Sethe has 4 children: two boys, two baby girls. Sethe crosses from Kentucky to Ohio. The real Robert would become the mythic Halle, and the returning Paul D. It is not difficult to understand why Robert's mother Mary might become Grandma Baby Suggs, holy. No other name lends itself to her role so easily.
Margaret seized a butcher's knife, and cut her youngest girl's throat "with one stroke". "The throat of her little daughter”, "whom probably she loved the best." She immediately tried to kill herself, and the rest of the children.

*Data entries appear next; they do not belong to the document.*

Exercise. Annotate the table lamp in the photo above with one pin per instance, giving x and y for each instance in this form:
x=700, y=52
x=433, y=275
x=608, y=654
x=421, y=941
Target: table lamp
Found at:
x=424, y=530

William Lloyd Garrison's The Liberator of March 11, 1856 recounted that the sinking Lewis, the ship carrying Margaret and her baby in arms, was badly shaken by a ship coming to its rescue. Margaret and her child were hurled into the river by the shock of the collision. A Black man and the cook of the Lewis leaped to save them, but only succeeded in saving Margaret, the baby was drowned. Margaret "displayed frantic joy" on hearing the news, and indicated her intention “to drown herself" before ever returning to slavery.

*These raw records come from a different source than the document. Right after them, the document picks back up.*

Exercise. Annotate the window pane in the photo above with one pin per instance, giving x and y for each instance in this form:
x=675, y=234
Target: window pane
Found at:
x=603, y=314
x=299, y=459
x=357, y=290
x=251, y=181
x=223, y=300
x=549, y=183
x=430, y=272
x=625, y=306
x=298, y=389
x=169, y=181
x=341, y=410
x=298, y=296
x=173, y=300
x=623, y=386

Beloved, in some ways is a composite of both of Margaret's girl children. She comes out of the water, and seems to have lived in a watery limbo beneath a bridge. Denver is born on a boat. Sethe at one time feels she herself is “voiding all the waters of the world”. Water symbolism in Beloved is largely and clearly related to Garner’s life and the fate of her children. One of her daughters was killed by her and the other one was drown in the waters of the river.
A Cincinnati Chronicle article, reprinted in the Philadelphia Press, March 14, 1870, stated that Robert and Margaret had worked in New Orleans, and then had been sold to one Judge Bonham, for forced plantation labor, at Tennessee Landing, Mississippi. Robert reported to the Chronicle that Margaret had died in 1858 of typhoid fever. Her last words to him had been that he should never again marry in slavery, but “live in the hope of Freedom”.

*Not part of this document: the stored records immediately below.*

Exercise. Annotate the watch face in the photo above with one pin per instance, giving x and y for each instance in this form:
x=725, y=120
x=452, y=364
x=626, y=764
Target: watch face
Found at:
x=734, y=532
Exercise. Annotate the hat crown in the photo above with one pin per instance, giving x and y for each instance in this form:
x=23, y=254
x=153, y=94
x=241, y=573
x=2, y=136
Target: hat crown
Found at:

Margaret's and Sethe's stories coincide, though not completely. Margaret's story, however, should always be remembered. Like her, Toni Morrison adjures us to "live in the hope of Freedom."
Conclusions: A knowledge of Margaret Garner's history and fate helps us appreciate better the vision of Toni Morrison's Beloved. While Margaret's life was one of unremitting misery, Sethe's offers some hopes for the future—founded on endurance of women. While the unforgiving past must always haunt us—as Beloved haunts 124. This two black women share the same story of misery. Even though Morrison's story is based on a true story it is touched deeply by the artistic hand of the author. No book can show completely the cruel reality in which Margaret Garner had to live and surely many women are still living. Maybe the manner, the form has changed but slavery still exists and nothing seems to prevent or stop it.